Quand on passait une partie de l’année dans la rue Doña Maria Coronel, juste derrière, Paula, un homme de peu de bruit, me revendait en douce des petits cubitainers de vin rouge. Il avait déjà un âge avancé – sûrement le mien aujourd’hui ? – quand il est parti à la retraite sur ses terres originelles de Lébrija, bien avant le covid. Je crains qu’il soit, depuis, parti plus loin, sur d’autres terres où paraît-il, la queue de toro mijote éternellement.

 

Très bien

Le Monde des Livres, lu sur la tablette, consacre un article à la biographie qu’un jeune impétrant vient de consacrer à Georges Lambrichs. Quand on est comme moi passionné par la figure de l’éditeur, le vrai, Lambrichs, qui était aussi écrivain et critique, reste un mystère jubilatoire. Il adorait trouver de nouveaux auteurs. Travailler sur un manuscrit ou assurer la promotion d’un livre l’intéressait beaucoup moins. A Bernard Pivot qui, à l’époque des grandes années d’Apostrophes, lui demandait un jour au hasard d’une rencontre : « Qu’est-ce que tu publies en ce moment comme livres ? » il répondit : « T’as qu’à les lire… »

L’auteur de l’article termine ainsi : « Son contrat prévoyait qu’il consacre à Gallimard "le meilleur de son temps". Il lui a donné bien d’avantage. Jusqu’au jour où, juste après la mort de son frère jumeau, il a soudain perdu la vue. »

Les jumeaux sont comme ça : ils ont toujours quelque chose à nous apprendre. (Le Chemin continue, de Arnaud Villanova, Gallimard.)

 

Ajo Blanco

Menú del día

Le vendredi saint est un des jours les plus compliqués pour les gourmands. Beaucoup de bars sont fermés, épuisés – personnel et provisions – par une longue semaine où tout le monde se lâche. Les restaurants encore ouverts sont pris d’assaut, et ceux qui n’ont pas réservé depuis déjà plusieurs jours risquent d’avoir à se contenter d’une pizza achetée dans un de ces postes tragiques qui ont fleuri dans le centre et devant lesquels, toute la semaine, de longues files se tenaient.

Dans ces cas-là, il faut bien sortir les adresses secrètes, celles qu’on se garde pour les cas d’urgence.

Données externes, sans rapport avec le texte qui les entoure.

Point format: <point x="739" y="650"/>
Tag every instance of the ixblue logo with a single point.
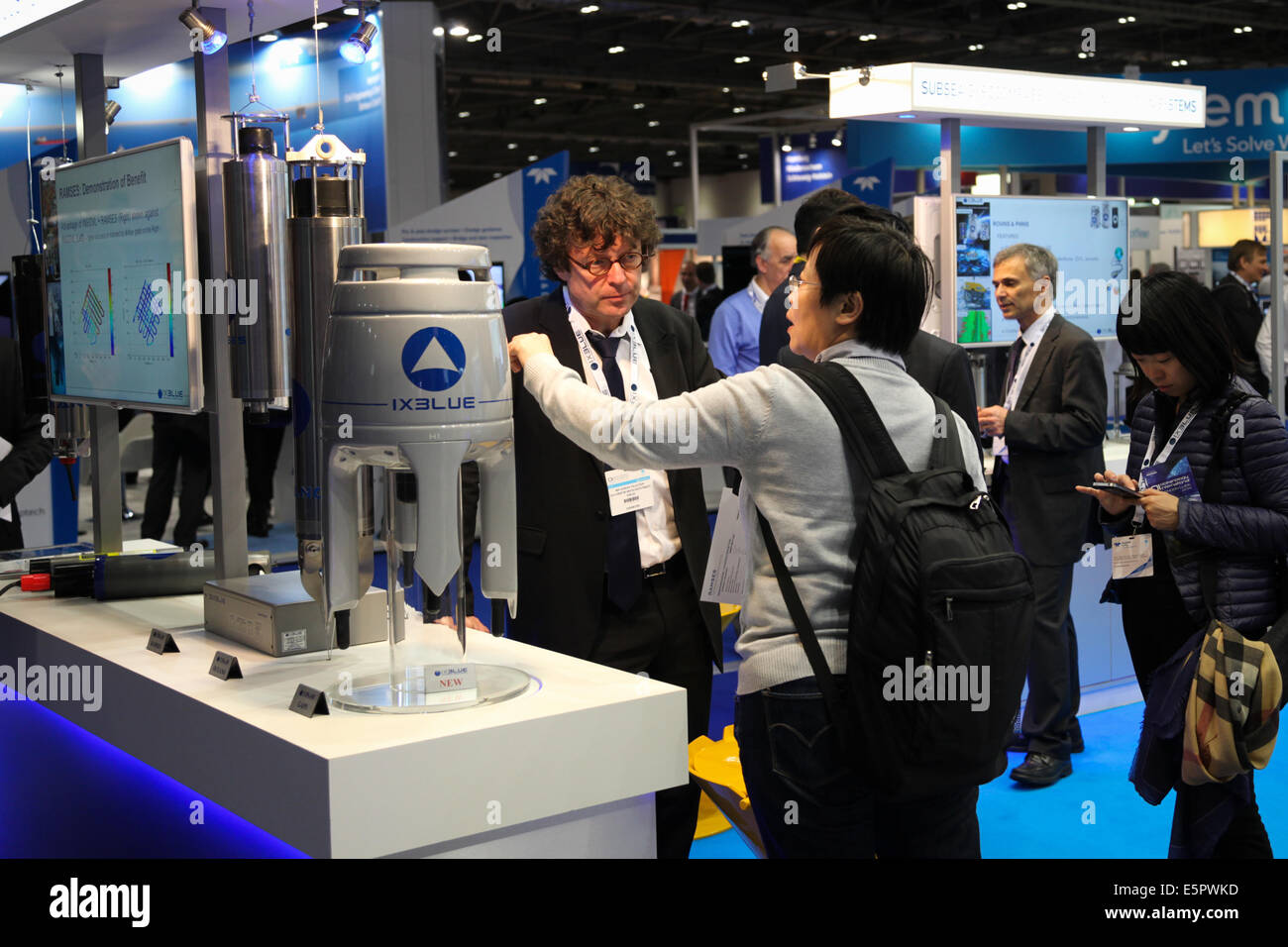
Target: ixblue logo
<point x="433" y="359"/>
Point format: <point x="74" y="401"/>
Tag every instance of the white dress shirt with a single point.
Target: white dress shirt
<point x="1031" y="337"/>
<point x="655" y="526"/>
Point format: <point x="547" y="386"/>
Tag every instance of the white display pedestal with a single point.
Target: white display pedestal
<point x="565" y="770"/>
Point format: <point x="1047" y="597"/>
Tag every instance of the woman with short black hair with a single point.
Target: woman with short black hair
<point x="1183" y="356"/>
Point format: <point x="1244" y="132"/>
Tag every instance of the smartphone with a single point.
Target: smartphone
<point x="1126" y="492"/>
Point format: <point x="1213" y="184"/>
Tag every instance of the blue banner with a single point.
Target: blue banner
<point x="874" y="184"/>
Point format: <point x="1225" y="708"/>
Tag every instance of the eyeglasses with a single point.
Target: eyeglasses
<point x="795" y="282"/>
<point x="599" y="265"/>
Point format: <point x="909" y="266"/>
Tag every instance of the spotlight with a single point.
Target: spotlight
<point x="211" y="40"/>
<point x="356" y="48"/>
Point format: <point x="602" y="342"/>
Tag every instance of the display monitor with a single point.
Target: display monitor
<point x="124" y="321"/>
<point x="1087" y="237"/>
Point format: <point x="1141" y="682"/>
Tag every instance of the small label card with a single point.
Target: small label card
<point x="309" y="701"/>
<point x="224" y="667"/>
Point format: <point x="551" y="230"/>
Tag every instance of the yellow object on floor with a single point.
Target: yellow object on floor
<point x="726" y="613"/>
<point x="719" y="771"/>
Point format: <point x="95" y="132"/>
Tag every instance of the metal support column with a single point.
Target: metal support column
<point x="227" y="449"/>
<point x="778" y="170"/>
<point x="1096" y="182"/>
<point x="949" y="182"/>
<point x="694" y="175"/>
<point x="1276" y="279"/>
<point x="103" y="433"/>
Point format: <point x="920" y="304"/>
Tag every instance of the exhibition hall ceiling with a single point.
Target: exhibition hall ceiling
<point x="681" y="63"/>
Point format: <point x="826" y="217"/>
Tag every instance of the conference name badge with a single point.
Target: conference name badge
<point x="1133" y="556"/>
<point x="629" y="491"/>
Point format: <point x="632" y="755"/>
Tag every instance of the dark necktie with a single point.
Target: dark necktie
<point x="1012" y="364"/>
<point x="625" y="574"/>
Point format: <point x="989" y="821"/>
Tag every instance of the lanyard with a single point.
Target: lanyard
<point x="592" y="360"/>
<point x="1138" y="517"/>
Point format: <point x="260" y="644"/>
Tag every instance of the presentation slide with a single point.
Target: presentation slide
<point x="124" y="330"/>
<point x="1087" y="237"/>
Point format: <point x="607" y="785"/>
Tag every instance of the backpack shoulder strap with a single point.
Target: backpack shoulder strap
<point x="857" y="418"/>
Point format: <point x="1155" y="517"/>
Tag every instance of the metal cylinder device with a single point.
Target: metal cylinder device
<point x="325" y="218"/>
<point x="416" y="377"/>
<point x="257" y="298"/>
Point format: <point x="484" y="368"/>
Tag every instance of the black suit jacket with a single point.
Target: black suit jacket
<point x="1243" y="318"/>
<point x="1055" y="441"/>
<point x="940" y="368"/>
<point x="563" y="499"/>
<point x="30" y="453"/>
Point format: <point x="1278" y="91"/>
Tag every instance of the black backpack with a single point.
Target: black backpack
<point x="938" y="585"/>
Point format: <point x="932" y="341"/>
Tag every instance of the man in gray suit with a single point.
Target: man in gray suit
<point x="1047" y="438"/>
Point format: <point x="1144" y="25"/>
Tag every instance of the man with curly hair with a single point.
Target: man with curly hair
<point x="605" y="577"/>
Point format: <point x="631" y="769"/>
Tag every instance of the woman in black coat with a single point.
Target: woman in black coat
<point x="1185" y="363"/>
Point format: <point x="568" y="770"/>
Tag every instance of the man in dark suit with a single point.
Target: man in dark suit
<point x="1236" y="295"/>
<point x="941" y="368"/>
<point x="618" y="589"/>
<point x="687" y="299"/>
<point x="1047" y="438"/>
<point x="25" y="451"/>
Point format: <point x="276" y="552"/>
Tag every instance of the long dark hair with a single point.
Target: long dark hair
<point x="1171" y="312"/>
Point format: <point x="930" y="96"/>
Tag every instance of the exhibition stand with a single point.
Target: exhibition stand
<point x="566" y="768"/>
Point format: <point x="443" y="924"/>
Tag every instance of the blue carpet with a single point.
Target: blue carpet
<point x="1095" y="813"/>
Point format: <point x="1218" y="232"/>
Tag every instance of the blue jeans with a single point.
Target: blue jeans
<point x="810" y="802"/>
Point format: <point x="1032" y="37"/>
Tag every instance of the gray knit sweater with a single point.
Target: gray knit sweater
<point x="772" y="427"/>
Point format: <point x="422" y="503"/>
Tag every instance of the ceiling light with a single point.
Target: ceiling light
<point x="356" y="48"/>
<point x="211" y="40"/>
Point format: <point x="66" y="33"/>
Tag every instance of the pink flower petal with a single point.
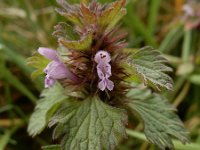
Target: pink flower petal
<point x="102" y="56"/>
<point x="110" y="85"/>
<point x="48" y="53"/>
<point x="49" y="82"/>
<point x="102" y="85"/>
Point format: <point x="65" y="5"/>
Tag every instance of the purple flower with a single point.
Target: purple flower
<point x="102" y="58"/>
<point x="55" y="69"/>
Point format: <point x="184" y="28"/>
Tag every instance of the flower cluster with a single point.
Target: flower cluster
<point x="192" y="14"/>
<point x="90" y="78"/>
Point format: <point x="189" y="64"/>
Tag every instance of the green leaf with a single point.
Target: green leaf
<point x="160" y="121"/>
<point x="83" y="44"/>
<point x="39" y="62"/>
<point x="52" y="147"/>
<point x="51" y="100"/>
<point x="89" y="124"/>
<point x="148" y="65"/>
<point x="113" y="12"/>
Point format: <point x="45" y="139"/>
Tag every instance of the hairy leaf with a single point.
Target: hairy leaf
<point x="51" y="100"/>
<point x="89" y="124"/>
<point x="148" y="66"/>
<point x="52" y="147"/>
<point x="113" y="12"/>
<point x="83" y="44"/>
<point x="39" y="62"/>
<point x="160" y="121"/>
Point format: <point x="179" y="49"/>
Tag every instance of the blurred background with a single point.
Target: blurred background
<point x="171" y="26"/>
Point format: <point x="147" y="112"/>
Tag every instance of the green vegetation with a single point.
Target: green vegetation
<point x="26" y="25"/>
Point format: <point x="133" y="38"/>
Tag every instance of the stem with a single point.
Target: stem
<point x="186" y="45"/>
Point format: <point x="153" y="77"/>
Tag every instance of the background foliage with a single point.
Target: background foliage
<point x="25" y="25"/>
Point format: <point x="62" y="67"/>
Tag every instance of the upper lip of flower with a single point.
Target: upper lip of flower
<point x="55" y="69"/>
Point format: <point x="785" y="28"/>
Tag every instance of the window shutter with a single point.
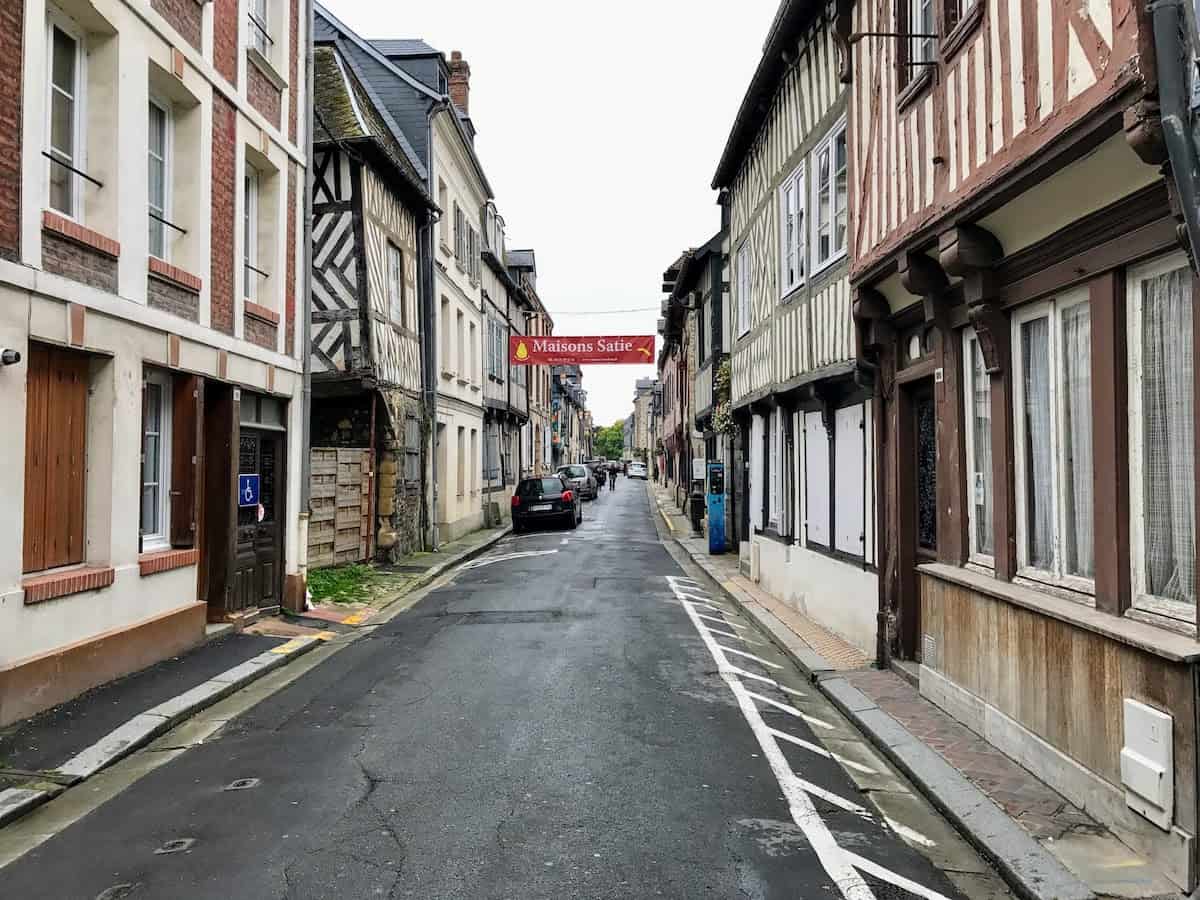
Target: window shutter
<point x="185" y="457"/>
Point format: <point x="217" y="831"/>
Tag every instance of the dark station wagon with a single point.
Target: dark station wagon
<point x="545" y="499"/>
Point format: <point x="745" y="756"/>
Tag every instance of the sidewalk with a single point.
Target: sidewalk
<point x="1043" y="845"/>
<point x="54" y="750"/>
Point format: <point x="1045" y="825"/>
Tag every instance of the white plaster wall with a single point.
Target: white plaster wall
<point x="839" y="595"/>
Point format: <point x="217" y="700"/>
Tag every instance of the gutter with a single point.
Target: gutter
<point x="1175" y="41"/>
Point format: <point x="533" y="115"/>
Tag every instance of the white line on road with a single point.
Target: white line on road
<point x="750" y="655"/>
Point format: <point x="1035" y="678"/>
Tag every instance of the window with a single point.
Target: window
<point x="159" y="180"/>
<point x="66" y="119"/>
<point x="1162" y="439"/>
<point x="462" y="461"/>
<point x="829" y="196"/>
<point x="1053" y="400"/>
<point x="55" y="457"/>
<point x="250" y="233"/>
<point x="816" y="480"/>
<point x="155" y="460"/>
<point x="744" y="286"/>
<point x="792" y="244"/>
<point x="258" y="28"/>
<point x="396" y="300"/>
<point x="412" y="448"/>
<point x="978" y="438"/>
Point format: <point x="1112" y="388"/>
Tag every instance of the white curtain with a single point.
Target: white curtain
<point x="1168" y="441"/>
<point x="1038" y="447"/>
<point x="1079" y="505"/>
<point x="981" y="424"/>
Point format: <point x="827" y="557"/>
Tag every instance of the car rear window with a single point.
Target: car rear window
<point x="535" y="486"/>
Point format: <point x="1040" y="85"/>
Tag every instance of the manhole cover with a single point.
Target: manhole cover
<point x="243" y="784"/>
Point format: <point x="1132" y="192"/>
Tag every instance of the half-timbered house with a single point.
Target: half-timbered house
<point x="1027" y="316"/>
<point x="369" y="420"/>
<point x="802" y="473"/>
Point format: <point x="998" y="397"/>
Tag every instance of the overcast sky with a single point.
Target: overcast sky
<point x="600" y="133"/>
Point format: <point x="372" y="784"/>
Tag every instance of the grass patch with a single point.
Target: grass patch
<point x="342" y="583"/>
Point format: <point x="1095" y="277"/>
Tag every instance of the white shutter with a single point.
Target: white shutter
<point x="850" y="475"/>
<point x="816" y="481"/>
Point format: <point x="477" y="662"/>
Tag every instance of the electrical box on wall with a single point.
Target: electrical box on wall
<point x="1147" y="763"/>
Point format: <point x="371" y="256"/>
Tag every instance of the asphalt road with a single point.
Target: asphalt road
<point x="570" y="717"/>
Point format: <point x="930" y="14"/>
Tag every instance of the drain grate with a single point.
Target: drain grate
<point x="243" y="784"/>
<point x="179" y="845"/>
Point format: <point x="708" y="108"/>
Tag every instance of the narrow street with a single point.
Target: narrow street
<point x="571" y="714"/>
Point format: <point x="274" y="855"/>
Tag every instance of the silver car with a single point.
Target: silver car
<point x="581" y="479"/>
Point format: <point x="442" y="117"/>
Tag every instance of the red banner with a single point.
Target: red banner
<point x="553" y="351"/>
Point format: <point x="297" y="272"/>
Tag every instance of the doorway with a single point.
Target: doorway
<point x="917" y="505"/>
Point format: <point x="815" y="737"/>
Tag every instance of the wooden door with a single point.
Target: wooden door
<point x="259" y="540"/>
<point x="917" y="505"/>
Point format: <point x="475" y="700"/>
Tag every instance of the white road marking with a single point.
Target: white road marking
<point x="910" y="834"/>
<point x="733" y="634"/>
<point x="840" y="864"/>
<point x="750" y="655"/>
<point x="507" y="557"/>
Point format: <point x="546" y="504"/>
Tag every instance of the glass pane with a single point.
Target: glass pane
<point x="981" y="462"/>
<point x="1168" y="439"/>
<point x="1038" y="454"/>
<point x="1077" y="442"/>
<point x="63" y="65"/>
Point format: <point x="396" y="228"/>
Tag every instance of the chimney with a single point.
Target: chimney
<point x="460" y="82"/>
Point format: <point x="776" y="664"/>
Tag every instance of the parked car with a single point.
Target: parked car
<point x="580" y="478"/>
<point x="545" y="499"/>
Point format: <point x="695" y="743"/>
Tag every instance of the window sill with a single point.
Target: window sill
<point x="263" y="313"/>
<point x="163" y="561"/>
<point x="1150" y="639"/>
<point x="173" y="274"/>
<point x="958" y="37"/>
<point x="916" y="88"/>
<point x="72" y="231"/>
<point x="40" y="588"/>
<point x="267" y="67"/>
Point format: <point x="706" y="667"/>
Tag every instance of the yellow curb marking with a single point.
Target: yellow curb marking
<point x="292" y="646"/>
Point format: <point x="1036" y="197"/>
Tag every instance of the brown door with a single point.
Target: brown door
<point x="918" y="505"/>
<point x="259" y="540"/>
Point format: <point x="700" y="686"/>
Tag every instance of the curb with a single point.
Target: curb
<point x="144" y="727"/>
<point x="1029" y="868"/>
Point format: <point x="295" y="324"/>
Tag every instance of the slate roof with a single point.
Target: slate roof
<point x="345" y="112"/>
<point x="403" y="47"/>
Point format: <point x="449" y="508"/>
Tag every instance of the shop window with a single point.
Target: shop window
<point x="1162" y="439"/>
<point x="1053" y="369"/>
<point x="793" y="246"/>
<point x="55" y="457"/>
<point x="978" y="441"/>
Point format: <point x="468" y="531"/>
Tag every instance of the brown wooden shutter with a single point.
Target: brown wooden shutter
<point x="37" y="391"/>
<point x="185" y="457"/>
<point x="55" y="457"/>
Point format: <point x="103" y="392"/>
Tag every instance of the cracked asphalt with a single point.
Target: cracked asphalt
<point x="540" y="726"/>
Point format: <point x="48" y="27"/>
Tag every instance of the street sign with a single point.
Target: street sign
<point x="247" y="490"/>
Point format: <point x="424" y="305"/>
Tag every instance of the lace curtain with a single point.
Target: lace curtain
<point x="1079" y="540"/>
<point x="1168" y="441"/>
<point x="1038" y="448"/>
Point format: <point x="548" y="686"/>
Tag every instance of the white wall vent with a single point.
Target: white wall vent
<point x="1147" y="763"/>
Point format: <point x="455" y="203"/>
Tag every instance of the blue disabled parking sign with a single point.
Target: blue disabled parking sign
<point x="247" y="490"/>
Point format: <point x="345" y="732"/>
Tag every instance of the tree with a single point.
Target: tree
<point x="610" y="443"/>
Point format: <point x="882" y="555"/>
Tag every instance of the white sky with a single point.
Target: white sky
<point x="600" y="135"/>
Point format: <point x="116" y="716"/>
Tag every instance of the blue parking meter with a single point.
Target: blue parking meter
<point x="715" y="499"/>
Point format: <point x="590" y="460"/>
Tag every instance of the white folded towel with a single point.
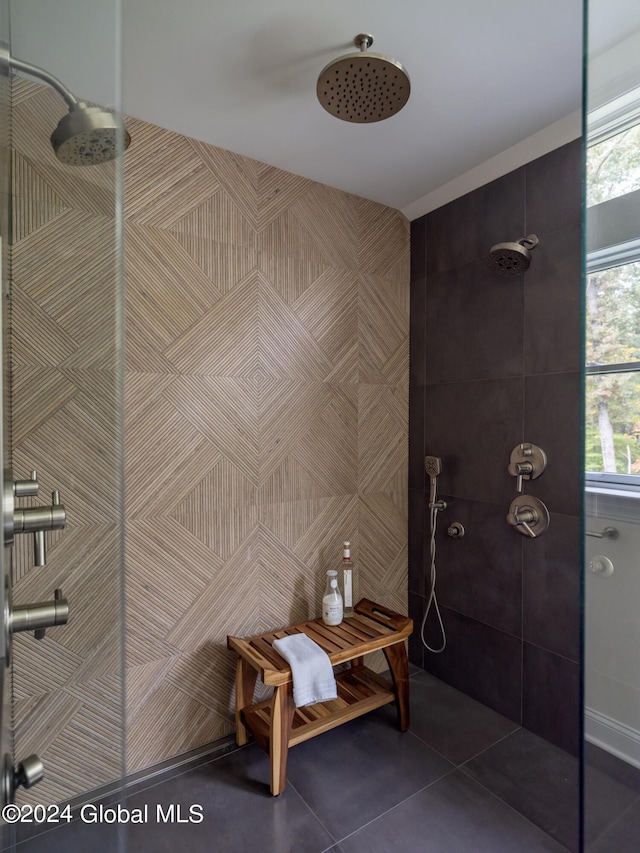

En face de Santa Catalina, dans la petite rue Alhondiga, au numéro 19, on rendra visite au minuscule bar El Ajo Blanco. Et on commandera, d’entrée, un plat du même nom. L’Ajo Blanco est un succulent consommé d’amandes aux raisins. La recette est tout à fait simple : on mixe le plus finement possible un paquet d’amandes. On obtiendra une poudre marron clair, que l’on délaiera dans de l’eau. Curieusement, m'explique le patron, l’eau aura pour effet de blanchir totalement l'appareil. A quoi l’on ajoutera de l’huile d’olive, un trait de vinaigre, et quelques grains de raisin coupés en deux. Servir frais, au sortir d’une Madrugada bien remplie.

Après ce petit potage, et même si l’on a pas faim, on goûtera sans faute les tortillitas de bacalao, des beignets de morue frits qui ressemblent à des péchés joufflus.